Testing the Hips and Core with the Push Press

The push press (PP) is a fantastic exercise for building upper body strength, core-to-extremity coordination, and full-body power. But it also provides excellent insight into the movement patterns of athletes. Here are the key movement principles you need to look at with the PP.

Push Press Technique Transcript

Thanks for joining me today. We’re going to take a little bit about the PP and how it can be used as a tool to analyze an athlete’s movement patterns, specifically of their hips and core. Greg Glassman did a great article about this in The Crossfit Journal where he addressed muted hip function.

Athletes that don’t like to load their hips, their glutes, and their hamstrings and instead revert to a quad-dominant movement pattern. That’s something that we see in a lot of athletes, especially a lot of athletes dealing with knee pain. This exercise can be a great way to analyze that muted hip function.

Muted Hip Function

The way Greg Glassman suggested to look at that is to have an athlete perform a 20 rep push press, so as the athlete gets more and more fatigued, maybe they don’t start demonstrating this muted hip function, but as fatigue kicks in, then they start to lose proper movement patterns, so when an athlete is demonstrating this muted hip function during the push press, what we’ll see is as they go down into the dip portion of the push press, their pelvis will follow their femur and their pelvis will lose positioning. It’s going to look like this.

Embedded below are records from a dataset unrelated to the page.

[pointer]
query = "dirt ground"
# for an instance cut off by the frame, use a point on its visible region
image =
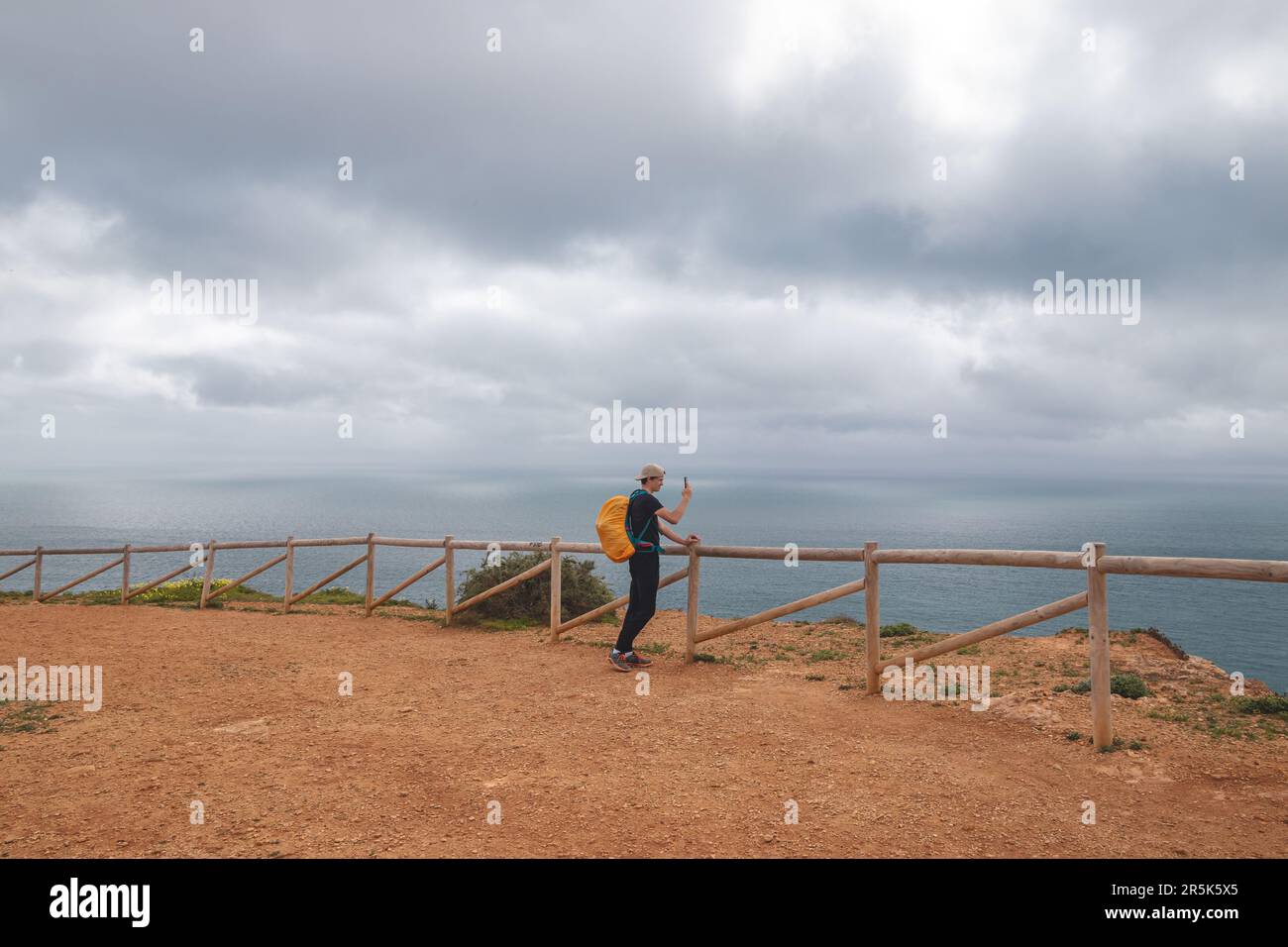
(239, 709)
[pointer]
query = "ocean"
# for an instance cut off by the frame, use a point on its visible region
(1237, 625)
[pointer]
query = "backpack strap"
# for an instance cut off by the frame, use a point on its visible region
(639, 544)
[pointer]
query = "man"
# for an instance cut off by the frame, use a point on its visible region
(644, 515)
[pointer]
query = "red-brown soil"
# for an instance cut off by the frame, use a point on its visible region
(240, 709)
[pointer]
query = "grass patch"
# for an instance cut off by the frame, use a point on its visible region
(26, 716)
(824, 655)
(1273, 705)
(898, 630)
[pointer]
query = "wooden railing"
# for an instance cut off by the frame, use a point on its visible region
(1091, 560)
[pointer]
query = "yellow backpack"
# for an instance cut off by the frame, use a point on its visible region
(614, 530)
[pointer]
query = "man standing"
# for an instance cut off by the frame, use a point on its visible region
(643, 517)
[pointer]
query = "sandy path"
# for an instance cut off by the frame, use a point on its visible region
(240, 710)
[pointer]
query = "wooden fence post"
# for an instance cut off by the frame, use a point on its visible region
(555, 589)
(290, 574)
(210, 574)
(691, 622)
(1098, 637)
(871, 615)
(450, 579)
(372, 569)
(125, 575)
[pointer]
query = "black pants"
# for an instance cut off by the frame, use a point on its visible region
(644, 574)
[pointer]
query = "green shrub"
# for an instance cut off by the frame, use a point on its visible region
(529, 600)
(1128, 685)
(1273, 703)
(1124, 684)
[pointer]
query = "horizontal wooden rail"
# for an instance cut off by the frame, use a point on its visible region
(507, 583)
(999, 628)
(166, 578)
(415, 579)
(809, 602)
(222, 589)
(507, 545)
(16, 570)
(335, 575)
(1239, 570)
(617, 602)
(99, 571)
(778, 553)
(982, 557)
(94, 551)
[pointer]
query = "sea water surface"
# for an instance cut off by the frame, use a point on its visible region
(1241, 626)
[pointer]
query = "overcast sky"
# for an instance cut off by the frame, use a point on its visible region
(789, 145)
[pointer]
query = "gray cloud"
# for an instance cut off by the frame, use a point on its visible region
(769, 167)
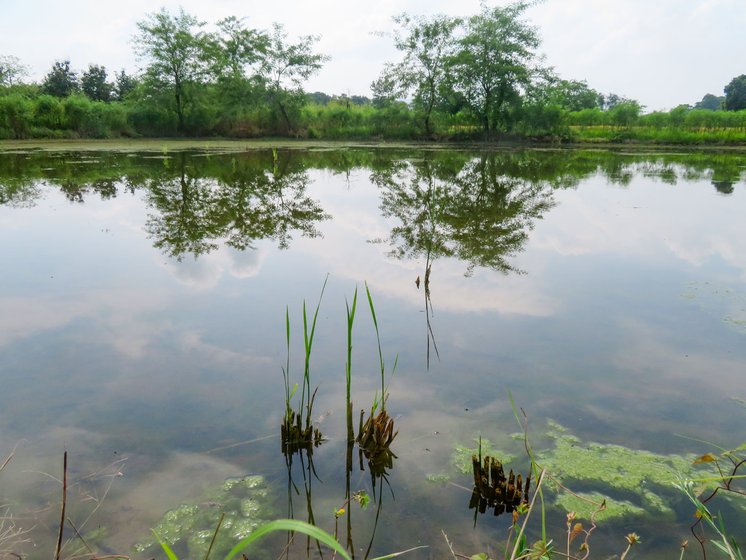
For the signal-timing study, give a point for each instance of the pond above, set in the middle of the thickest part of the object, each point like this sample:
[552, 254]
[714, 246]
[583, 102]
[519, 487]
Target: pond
[152, 326]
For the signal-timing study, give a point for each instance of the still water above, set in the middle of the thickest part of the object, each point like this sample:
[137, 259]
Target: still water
[143, 311]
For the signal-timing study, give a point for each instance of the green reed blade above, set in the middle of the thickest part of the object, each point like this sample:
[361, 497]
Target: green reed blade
[288, 525]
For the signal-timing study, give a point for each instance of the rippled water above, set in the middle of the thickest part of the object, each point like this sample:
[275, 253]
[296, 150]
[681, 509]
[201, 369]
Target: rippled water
[142, 329]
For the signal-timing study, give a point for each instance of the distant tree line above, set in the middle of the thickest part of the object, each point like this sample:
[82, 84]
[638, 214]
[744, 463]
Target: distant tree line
[458, 77]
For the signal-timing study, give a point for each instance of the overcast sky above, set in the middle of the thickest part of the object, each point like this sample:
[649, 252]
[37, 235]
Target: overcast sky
[659, 52]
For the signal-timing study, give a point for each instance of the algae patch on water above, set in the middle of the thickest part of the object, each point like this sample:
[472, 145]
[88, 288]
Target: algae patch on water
[627, 481]
[189, 528]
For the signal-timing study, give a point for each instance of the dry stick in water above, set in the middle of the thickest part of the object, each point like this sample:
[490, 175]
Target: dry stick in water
[64, 503]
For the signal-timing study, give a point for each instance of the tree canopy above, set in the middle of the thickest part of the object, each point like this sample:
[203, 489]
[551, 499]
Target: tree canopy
[735, 94]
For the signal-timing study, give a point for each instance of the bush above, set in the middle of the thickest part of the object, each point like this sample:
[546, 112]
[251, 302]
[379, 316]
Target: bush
[16, 116]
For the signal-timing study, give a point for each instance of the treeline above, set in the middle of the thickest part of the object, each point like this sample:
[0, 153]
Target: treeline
[475, 77]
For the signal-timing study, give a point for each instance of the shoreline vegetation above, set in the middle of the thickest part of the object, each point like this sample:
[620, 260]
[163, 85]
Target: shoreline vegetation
[476, 78]
[237, 145]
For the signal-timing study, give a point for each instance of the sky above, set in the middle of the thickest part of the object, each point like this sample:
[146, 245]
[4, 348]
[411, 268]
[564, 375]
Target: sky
[660, 52]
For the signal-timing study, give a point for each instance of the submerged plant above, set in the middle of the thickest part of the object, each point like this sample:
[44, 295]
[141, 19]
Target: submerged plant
[297, 430]
[376, 433]
[728, 465]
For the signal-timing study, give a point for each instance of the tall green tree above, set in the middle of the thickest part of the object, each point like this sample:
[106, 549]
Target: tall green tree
[735, 94]
[237, 49]
[573, 95]
[286, 67]
[710, 102]
[236, 54]
[427, 44]
[123, 84]
[12, 71]
[94, 83]
[177, 56]
[495, 62]
[61, 81]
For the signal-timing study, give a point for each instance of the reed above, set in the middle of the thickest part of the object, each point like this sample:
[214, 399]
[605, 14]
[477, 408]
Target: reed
[297, 430]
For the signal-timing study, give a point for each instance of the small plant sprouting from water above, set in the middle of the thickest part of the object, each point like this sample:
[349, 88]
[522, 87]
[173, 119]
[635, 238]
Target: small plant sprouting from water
[376, 433]
[728, 465]
[297, 430]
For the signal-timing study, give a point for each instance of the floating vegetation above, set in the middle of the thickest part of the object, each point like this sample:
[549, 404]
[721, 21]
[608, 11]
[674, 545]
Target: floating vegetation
[628, 481]
[493, 490]
[190, 528]
[614, 468]
[296, 437]
[462, 456]
[584, 505]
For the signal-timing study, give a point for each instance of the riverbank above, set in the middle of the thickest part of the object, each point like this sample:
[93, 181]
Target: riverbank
[237, 145]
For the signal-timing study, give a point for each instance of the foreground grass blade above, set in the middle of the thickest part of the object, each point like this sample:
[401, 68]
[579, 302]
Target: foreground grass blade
[288, 525]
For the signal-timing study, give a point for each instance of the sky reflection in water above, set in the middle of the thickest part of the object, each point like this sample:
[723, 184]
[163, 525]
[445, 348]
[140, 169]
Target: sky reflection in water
[143, 300]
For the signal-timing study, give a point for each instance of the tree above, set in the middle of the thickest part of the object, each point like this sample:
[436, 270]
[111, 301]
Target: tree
[735, 94]
[573, 95]
[11, 70]
[176, 55]
[710, 102]
[427, 44]
[236, 48]
[61, 80]
[286, 67]
[494, 62]
[94, 85]
[123, 85]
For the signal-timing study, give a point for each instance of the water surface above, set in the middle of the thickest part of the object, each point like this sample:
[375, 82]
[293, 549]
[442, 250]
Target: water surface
[142, 329]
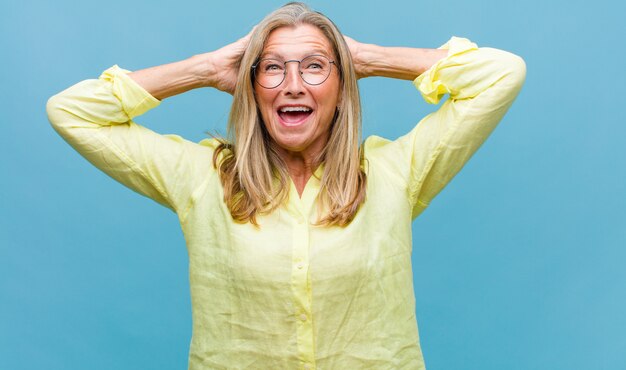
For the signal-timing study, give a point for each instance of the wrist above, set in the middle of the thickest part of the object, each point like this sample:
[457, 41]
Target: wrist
[203, 69]
[365, 60]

The athlete goes down into their dip and then their pelvis is going to roll and chase the femur, verses, in a good push press, we’re going to see the athlete maintain that vertical torso, but they’re going to load their hips and hamstrings and that pelvis isn’t going to chase the femur. The other thing we’ll see a lot in athletes, as they’re getting higher and higher into those push press reps is they’ll start to lose spine positioning and maybe break into an overextended spine position if they lack some core stability, and that will look a little bit like this, instead of keeping a neutral spine positioning throughout the overhead press portion of the push press.

Check push press out. Go do a 20 rep max push press sometime this week. Take a video of it, analyze how you move, see if you maybe demonstrate some core instability or muted hip function.